W Krakowie przyjdą wariaci za 3 lata i zlikwidują programy osłonowe?
- Ludzie by musieli takich wariatów wybrać i uznać, że to przesada. To będzie jednak decyzja mieszkańców a nie władz.
Może rację ma PiS, który mówi, że jakby zapis o programach osłonowych był w ustawie to wszyscy byliby spokojni?
- Proszę zobaczyć, że samorządy o wszystkim decydują. Nie wszystko trzeba regulować. Jest rozsądek ludzi. W wielu gminach, gdzie są regulacje dotyczące działań antysmogowych, te regulacje osłonowe też są. To oczywiste. Nie ma sensu tłumaczyć, że trzeba chodzić po ulicy popasach, bo wiemy o tym.
Nie jest tak, że prezydent Duda wybił krakowskiej PO zęby? PO w Krakowie chciała oprzeć swoją narrację wyborcza na tym jakie to PiS jest złe, bo jest przeciwko ustawie antysmogowej. Ustawa jest podpisana. Jak prowadzić teraz narrację?
- Ustawę podpisał prezydent Andrzej Duda, który przestał być członkiem PiS. Nie można mówić, że to PiS. Niezależny prezydent zareagował bardzo dobrze. Dziękuje mu za to. PiS głosował przeciwko tej ustawie i podkreślał, że im się to nie podoba. Prezydent patrzy szerzej.
Opozycja będzie mogła powiedzieć, że ustawa jest podpisana a PO nie walczy o czyste powietrze, bo do dziś nie ma pełnej obwodnicy Krakowa.

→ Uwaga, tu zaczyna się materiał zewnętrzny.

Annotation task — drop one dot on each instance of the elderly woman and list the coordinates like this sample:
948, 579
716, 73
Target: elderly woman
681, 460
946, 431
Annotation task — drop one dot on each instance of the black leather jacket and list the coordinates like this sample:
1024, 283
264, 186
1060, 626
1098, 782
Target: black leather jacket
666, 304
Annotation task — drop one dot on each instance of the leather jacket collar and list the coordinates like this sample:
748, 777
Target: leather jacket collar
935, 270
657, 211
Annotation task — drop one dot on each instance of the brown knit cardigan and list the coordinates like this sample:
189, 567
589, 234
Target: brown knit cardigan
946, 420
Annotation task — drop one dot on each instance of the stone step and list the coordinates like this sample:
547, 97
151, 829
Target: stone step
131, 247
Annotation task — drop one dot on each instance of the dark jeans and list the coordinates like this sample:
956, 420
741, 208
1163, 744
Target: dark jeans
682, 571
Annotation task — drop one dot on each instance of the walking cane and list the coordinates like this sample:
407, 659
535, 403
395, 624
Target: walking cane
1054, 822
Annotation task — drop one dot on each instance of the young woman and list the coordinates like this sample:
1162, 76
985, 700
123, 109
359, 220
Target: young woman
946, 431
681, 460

- Problemem Krakowa jest ruch, ale ważniejsza jest niska emisja. Jak popatrzymy na monitoring WIOŚ to wszystkie parametry są wysokie w okresie grzewczym i spadają w wakacje. Chodzi o likwidację niskiej emisji. Północna obwodnica jest przed nami. Trzeba wiedzieć jak to zrobić. To nie jest proste. Udało się załatwić rzeczy z S7, autostradą A4. To wielkie sukcesy.